Life seems long in numbers; yet, it is kinda short in reality.
I'm saying don't hold back. I am preaching to a choir that I, myself, am singing in. Each and every day I hold back feelings that I wish I could just express. Whether it be disappointment, sadness, happiness, loneliness, love, anger, excitement or even if you got to poop. We have feelings that we constantly hide from one another that are poking at our insides just to be let out. I ask for myself and everyone reading this to dig deep and lay it all out on the table once in a while. Now, obviously there are some things that are better left unsaid. But I am talking about the emotions that are dug so deep down that sometimes you forget you are dealing with them. We tend to project our emotions in the wrong direction when there is some underlying feeling that you try to deal with on your own. Sure, you can figure it out by yourself but I don't understand why we can't reach out when it is so desperately needed.

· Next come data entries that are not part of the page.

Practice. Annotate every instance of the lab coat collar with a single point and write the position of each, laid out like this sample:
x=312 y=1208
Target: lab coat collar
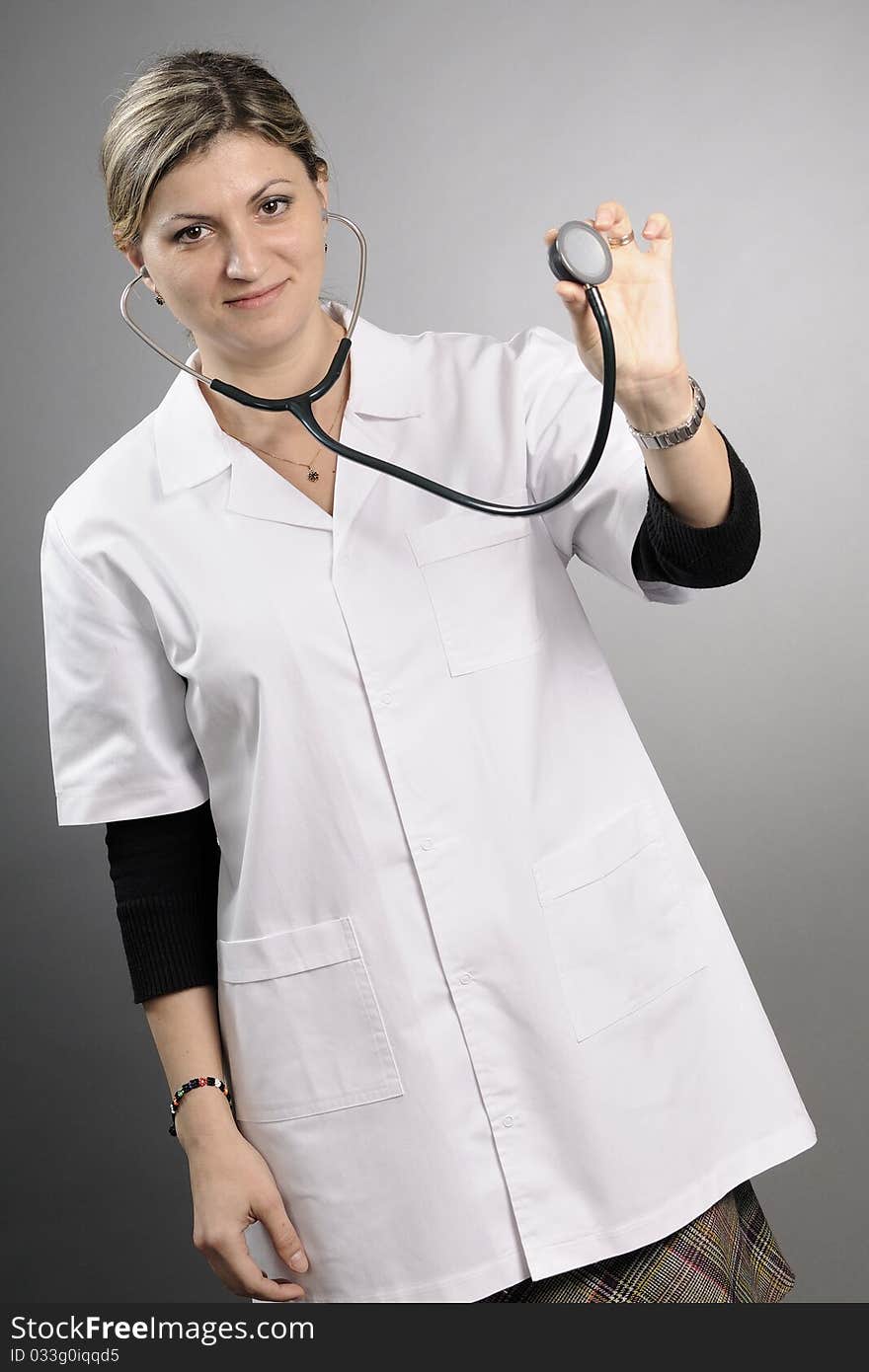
x=191 y=446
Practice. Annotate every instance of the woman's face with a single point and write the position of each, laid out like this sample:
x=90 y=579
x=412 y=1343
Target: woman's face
x=236 y=220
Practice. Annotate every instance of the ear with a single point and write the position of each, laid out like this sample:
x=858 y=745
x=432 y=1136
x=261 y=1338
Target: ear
x=133 y=257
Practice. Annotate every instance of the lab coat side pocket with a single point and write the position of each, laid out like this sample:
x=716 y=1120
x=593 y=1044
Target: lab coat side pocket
x=301 y=1024
x=619 y=924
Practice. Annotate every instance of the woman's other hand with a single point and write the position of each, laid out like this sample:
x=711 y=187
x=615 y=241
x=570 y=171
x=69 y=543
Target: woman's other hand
x=232 y=1187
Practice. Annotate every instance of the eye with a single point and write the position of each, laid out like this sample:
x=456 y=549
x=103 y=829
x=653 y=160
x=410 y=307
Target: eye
x=274 y=199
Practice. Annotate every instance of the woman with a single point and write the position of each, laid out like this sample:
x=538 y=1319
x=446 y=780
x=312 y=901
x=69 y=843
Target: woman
x=401 y=890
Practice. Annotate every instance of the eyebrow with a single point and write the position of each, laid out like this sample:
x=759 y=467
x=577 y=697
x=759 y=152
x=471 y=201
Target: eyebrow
x=186 y=214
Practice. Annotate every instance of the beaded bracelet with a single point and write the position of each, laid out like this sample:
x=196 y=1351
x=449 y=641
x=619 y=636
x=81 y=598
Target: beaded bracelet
x=191 y=1086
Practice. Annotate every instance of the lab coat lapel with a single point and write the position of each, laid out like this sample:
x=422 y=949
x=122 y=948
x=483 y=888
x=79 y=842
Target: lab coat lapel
x=193 y=447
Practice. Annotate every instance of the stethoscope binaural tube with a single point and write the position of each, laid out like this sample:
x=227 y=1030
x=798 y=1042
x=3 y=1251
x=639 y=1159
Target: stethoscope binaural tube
x=578 y=253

If there are ten things that you keep boiling up inside, take one step and release just one of the ten. Because in the end you'll feel better, ten fold. Life is to ridikerously short and eventually it may to be too late to tell someone how you feel before the real damage is done.
This life shit is too deep sometimes. I've been through some shit with no shoes on. We all have. Even though we can never 100% relate to whatever the issue may be because we have our own unique point of view, there are still those basic emotions that we can relate to.
If all you hear is "blah blah blah I'm a dirty tramp", then that's cool. I am just spittin' with the juices that are flowing. Plus the woman on the floor above me walking back and forth, back and forth in her fucking heels is pushing me to the edge and forcing me to stop typing.
"We accept the reality of the world with which we are presented."
There is more to what we are presented a lot of the time.